Listen, folks, it's okay to have opinions, we all do. But it's not okay to be proud and convinced you're right and that all who disagree with you are stupid. Have a humble love, have a self-effacing love for those with whom you disagree on issues that are not clear in Scripture. How do you do that? Well, acknowledge that you could be wrong, acknowledge that you don't always have all the facts, acknowledge that there may actually be some merit in the opposing view, acknowledge that you can learn from others even those who disagree with you. Paul is saying, "Listen, if you love others, you won't consistently think yourself wiser and smarter when you disagree."

Paul says in this amazing passage, if we have genuine love for God and for others, we will respond with forgiving love to those who persecute, empathizing love to those who rejoice or weep, unifying love to those who are fellow Christians, accepting love to those who are of differing social status, and self-effacing love to those who disagree on issues not clear in Scripture. There's a lot there to digest, a lot there to repent of, and a lot of a path to pursue to be like our God, to be like our Lord.

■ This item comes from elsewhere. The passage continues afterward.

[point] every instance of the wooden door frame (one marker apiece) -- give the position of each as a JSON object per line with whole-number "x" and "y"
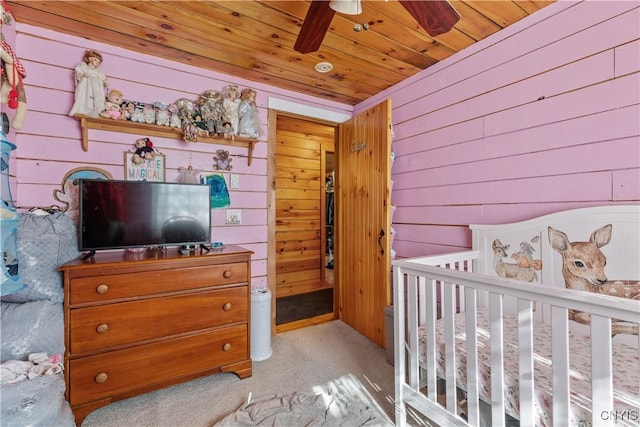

Let's pray together. Father, thank you for these wonderful truths. We confess to you that we are so sinful in these categories. Lord, this is contrary to our flesh, contrary to the remnants of our fallenness that still are a part of us. And yet, there is within our redeemed hearts, a longing to be this, to do this, to respond in these ways. Lord, help us to have repentant hearts and give us the resolve to pursue these things even as we have been instructed.

Lord, don't let us have looked in the mirror of your Word today and then walk away and forget what kind of person we are, not making any changes, any adjustments. But, Father, help us instead to be those who see ourselves in the mirror of your Word and do something with it, do something about it, for the glory of Christ, whose image we are supposed to wear. We pray this in Jesus's name, Amen.